A three-dimensional Boolean hypercube, in which each vertex represents one of the possible binary sequences. Each strain has three neighbors and a fitness value in parentheses. The fittest strain is 111, marked by a dotted red circle; the least fit strain is 000, from where our simulation starts.

Each vertex of the hypercube H has a fitness value, F, associated with it. The fitness function is designed as Eqn. 1 to keep it simple. Each hypercube node has N neighbors, since each nucleotide has two options: 0 or 1.

F = \frac{\sum_{i = 1}^{N} f_{i}}{N}; where f_{i} = {\begin{array}{l} f_{i} = 1; if S_{i} = 1 \\ f_{i} = 0; if S_{i} = 0 \end{array}

(1)

For computational tractability, we represent each genomic position using a reduced alphabet that preserves the structure of the mutational neighborhood while enabling large-scale simulation. This simplification does not affect the qualitative behavior of the adaptive process, which is governed by the fitness landscape topology.

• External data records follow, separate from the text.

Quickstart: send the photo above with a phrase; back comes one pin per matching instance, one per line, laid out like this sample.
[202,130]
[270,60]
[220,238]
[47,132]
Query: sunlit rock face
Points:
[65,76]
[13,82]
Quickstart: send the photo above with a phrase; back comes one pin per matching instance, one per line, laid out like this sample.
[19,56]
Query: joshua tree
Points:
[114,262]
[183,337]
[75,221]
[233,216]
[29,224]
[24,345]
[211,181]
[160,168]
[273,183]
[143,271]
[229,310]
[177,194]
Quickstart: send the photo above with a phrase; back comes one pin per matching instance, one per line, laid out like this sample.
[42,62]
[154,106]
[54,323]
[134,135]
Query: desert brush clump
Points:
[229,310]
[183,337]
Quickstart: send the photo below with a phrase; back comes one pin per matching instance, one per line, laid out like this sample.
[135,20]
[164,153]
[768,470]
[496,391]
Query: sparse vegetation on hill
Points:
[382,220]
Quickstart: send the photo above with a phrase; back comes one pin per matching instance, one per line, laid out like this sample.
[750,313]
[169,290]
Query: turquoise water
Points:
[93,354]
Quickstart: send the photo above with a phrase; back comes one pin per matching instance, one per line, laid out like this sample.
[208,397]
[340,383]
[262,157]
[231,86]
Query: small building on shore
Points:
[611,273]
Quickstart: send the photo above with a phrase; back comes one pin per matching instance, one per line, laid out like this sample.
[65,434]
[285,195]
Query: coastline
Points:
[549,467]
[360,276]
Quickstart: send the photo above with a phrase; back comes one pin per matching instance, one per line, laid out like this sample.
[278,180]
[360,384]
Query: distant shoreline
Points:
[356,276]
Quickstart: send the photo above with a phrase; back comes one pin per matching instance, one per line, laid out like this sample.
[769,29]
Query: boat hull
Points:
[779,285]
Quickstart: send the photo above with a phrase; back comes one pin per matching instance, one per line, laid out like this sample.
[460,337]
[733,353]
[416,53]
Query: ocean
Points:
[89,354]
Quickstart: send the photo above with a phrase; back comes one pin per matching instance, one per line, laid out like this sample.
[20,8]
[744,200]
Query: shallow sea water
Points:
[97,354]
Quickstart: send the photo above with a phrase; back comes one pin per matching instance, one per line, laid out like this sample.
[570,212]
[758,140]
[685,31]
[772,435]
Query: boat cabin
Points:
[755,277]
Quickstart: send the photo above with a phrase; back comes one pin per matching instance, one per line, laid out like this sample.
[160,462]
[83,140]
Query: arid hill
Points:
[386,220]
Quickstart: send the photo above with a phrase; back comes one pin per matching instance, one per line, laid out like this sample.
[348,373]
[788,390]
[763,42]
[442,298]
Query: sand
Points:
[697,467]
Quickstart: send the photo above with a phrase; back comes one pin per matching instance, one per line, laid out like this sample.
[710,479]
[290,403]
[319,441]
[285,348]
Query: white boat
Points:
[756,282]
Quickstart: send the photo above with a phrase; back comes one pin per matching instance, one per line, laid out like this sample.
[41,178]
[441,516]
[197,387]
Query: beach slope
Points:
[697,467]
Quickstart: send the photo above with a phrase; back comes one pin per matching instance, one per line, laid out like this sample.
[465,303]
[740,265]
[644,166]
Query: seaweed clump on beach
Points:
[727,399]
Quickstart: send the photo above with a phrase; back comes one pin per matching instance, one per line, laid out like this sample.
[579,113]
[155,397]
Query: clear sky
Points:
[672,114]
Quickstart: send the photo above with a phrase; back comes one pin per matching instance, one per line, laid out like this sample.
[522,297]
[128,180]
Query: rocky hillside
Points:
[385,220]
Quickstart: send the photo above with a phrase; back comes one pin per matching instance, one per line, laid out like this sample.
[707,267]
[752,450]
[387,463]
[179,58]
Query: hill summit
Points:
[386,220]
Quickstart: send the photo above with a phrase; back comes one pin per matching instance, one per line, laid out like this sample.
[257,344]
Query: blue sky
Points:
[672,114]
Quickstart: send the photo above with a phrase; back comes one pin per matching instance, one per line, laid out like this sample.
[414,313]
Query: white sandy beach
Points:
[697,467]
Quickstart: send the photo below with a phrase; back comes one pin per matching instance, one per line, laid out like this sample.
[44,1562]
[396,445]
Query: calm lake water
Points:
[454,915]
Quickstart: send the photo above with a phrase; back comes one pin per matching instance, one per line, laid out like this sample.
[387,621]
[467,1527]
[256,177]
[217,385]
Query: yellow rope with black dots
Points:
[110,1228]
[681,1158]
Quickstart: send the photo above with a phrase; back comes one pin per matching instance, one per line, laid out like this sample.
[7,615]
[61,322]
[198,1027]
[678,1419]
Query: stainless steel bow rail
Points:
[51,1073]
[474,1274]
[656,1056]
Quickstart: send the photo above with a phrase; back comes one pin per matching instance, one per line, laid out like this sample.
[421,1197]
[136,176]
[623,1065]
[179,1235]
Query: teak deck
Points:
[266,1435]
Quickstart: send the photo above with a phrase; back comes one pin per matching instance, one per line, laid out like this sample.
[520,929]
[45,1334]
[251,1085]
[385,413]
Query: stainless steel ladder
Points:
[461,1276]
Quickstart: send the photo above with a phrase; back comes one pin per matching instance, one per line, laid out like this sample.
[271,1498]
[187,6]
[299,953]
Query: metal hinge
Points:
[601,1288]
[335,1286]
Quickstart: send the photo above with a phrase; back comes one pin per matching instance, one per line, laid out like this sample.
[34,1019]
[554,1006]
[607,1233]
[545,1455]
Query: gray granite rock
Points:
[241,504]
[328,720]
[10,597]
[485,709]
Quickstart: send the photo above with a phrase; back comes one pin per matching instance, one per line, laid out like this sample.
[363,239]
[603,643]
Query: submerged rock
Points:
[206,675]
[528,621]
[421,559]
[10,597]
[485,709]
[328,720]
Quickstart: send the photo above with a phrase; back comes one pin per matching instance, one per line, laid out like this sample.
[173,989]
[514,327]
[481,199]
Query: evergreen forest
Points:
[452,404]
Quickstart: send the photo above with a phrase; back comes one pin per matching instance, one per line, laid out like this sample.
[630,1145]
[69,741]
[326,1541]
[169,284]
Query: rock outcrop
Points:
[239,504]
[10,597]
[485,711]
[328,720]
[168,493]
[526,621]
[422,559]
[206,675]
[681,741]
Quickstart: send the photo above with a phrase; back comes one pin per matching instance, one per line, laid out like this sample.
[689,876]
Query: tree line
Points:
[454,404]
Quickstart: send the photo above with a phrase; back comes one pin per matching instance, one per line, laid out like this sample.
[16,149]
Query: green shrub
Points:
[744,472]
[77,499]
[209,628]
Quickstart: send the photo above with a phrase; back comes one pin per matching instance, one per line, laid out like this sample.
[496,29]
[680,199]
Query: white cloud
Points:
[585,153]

3.2. Multiple-strain network model

Let $G = (V_{N}, E_{N})$ be the underlying contact network where $V_{N}$ is the set of vertices representing hosts, and $E_{N}$ is the set of edges representing the contact among those hosts. We have implemented the network model using the Waxman graph (Waxman, 1988; Naldi, 2005). The M vertices of the Waxman graph are uniformly distributed over a rectangular Cartesian coordinate plane, each with a $(x, y)$ coordinate. The probability that an edge exists between nodes u and v is determined from their Euclidean distance $d (u, v)$ by the expression in Eqn. 2, where L is the maximum distance between two vertices, and $α$ and $β$ are two parameters in the interval $(0, 1]$ . Larger values of $β$ result in denser graphs, but smaller values of $α$ enhance the density of short links relative to the longer ones. For our network model, we set $β = 0.4$ and $α = 0.2$ , which lie in the standard regime of the Waxman model (Waxman, 1988), to obtain a spatially embedded graph in which connection probability decays with Euclidean distance, producing predominantly local contacts with occasional longer-range links. This structure is commonly used to approximate human contact patterns in network-based epidemic modeling.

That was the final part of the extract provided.